El alcalde de Yanahuara, Sergio Bollinger, generó polémica el pasado 15 de octubre tras intentar desacreditar la marcha pacífica convocada por la Generación Z en el centro histórico de Arequipa. El burgomaestre, conocido por su alineamiento con posturas ultraconservadoras, fue abucheado por los jóvenes luego de aparecer sorpresivamente en medio de la movilización.
La marcha, organizada con anticipación por el colectivo Generación Z, buscaba expresar el rechazo al blindaje político del Congreso y del Gobierno central, así como denunciar el aumento de la inseguridad ciudadana y las recientes leyes que —según los manifestantes— benefician solo a intereses parlamentarios. La concentración inició en la plaza España y continuó hasta la avenida Ejército, debido al cierre de calles por el X Congreso Internacional de la Lengua Española.
En plena avenida Ejército, los manifestantes se encontraron con el alcalde Bollinger, militante de Renovación Popular, partido identificado con la derecha más radical del país. El funcionario calificó a los jóvenes como “violentistas”, pese a que la protesta se desarrollaba de forma pacífica. Su intervención fue percibida como una provocación por los asistentes.

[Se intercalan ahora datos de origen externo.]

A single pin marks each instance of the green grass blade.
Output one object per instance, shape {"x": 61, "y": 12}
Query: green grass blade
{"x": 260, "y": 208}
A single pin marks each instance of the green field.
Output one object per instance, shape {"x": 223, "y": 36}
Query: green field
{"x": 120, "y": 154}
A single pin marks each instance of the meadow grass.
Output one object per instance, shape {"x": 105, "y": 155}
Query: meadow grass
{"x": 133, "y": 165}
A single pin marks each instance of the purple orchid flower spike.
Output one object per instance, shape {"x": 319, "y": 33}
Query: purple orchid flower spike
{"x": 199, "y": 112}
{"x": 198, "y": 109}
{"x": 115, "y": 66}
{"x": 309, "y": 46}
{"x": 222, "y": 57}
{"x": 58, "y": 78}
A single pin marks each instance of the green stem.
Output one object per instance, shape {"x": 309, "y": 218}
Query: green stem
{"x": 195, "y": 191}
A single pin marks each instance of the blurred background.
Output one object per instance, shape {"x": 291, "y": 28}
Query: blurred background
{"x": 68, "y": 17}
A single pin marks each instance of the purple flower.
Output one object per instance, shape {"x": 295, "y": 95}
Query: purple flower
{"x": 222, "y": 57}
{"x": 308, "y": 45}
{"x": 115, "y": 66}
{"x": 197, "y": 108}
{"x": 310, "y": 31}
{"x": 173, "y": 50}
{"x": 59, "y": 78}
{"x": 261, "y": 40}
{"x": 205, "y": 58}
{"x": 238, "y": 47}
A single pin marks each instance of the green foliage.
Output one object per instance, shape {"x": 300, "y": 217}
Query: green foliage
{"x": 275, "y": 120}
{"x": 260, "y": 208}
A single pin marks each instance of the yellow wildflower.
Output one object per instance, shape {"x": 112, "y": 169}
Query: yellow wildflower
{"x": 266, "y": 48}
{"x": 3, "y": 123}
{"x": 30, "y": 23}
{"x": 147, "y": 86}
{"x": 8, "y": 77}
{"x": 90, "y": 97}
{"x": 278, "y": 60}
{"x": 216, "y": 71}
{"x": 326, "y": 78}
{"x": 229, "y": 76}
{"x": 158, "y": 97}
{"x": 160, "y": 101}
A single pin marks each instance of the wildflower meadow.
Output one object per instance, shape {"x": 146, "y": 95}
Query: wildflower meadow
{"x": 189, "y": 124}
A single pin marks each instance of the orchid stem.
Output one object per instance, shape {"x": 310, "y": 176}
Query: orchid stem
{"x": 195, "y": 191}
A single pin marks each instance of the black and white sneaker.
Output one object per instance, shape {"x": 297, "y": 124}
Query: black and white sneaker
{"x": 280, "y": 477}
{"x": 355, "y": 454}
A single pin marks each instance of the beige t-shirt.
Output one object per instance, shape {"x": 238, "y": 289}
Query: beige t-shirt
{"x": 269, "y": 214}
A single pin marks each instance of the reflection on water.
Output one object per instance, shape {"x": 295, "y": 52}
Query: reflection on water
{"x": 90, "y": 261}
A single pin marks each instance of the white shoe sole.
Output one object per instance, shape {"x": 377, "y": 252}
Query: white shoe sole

La presencia del cuestionado alcalde generó tensiones innecesarias. Algunos manifestantes le lanzaron hojas de coca y agua, sin causarle daño alguno, pero Bollinger se victimizó públicamente, intentando mostrar a los jóvenes como agresores. El hecho avivó el rechazo de los presentes, quienes lo calificaron de “provocador”, “corrupto”, y “radical”, posturas que son adoptadas por su partido Renovación Popular.
Los efectivos de la Policía Nacional del Perú intervinieron para pedir al alcalde que abandone la zona, a fin de evitar más incidentes. A pesar de ello, Bollinger declaró ante los medios que “solo caminaba por su distrito”, minimizando su actitud confrontacional. Su discurso contrastó con los videos difundidos en redes sociales, donde se observa que su llegada alteró el ambiente tranquilo de la movilización.
La Generación Z condenó las declaraciones del alcalde y reafirmó que su movilización tuvo un carácter pacífico, ciudadano y apartidista. Los jóvenes denunciaron que el intento de deslegitimar sus reclamos busca silenciar la protesta social y criminalizar la participación política de las nuevas generaciones.
Los jóvenes calificaron la actitud de Bollinger como “una maniobra política” orientada a victimizarse y desprestigiar las marchas populares, comparando su retórica con la de regímenes autoritarios que demonizan la disidencia. En redes, algunos usuarios incluso compararon sus declaraciones con los discursos intolerantes del nazismo, por su carga racista y excluyente.
Este episodio no es aislado. En los últimos meses, Sergio Bollinger ha sido cuestionado por sus expresiones discriminatorias e intolerantes con sectores de izquierda y sociales que cuestionan la gestión del Gobierno. Su reciente accionar en Arequipa no solo reaviva el debate sobre la intolerancia política, sino también pone en evidencia la creciente brecha entre autoridades ultraconservadoras y una ciudadanía joven que exige cambios profundos en el país.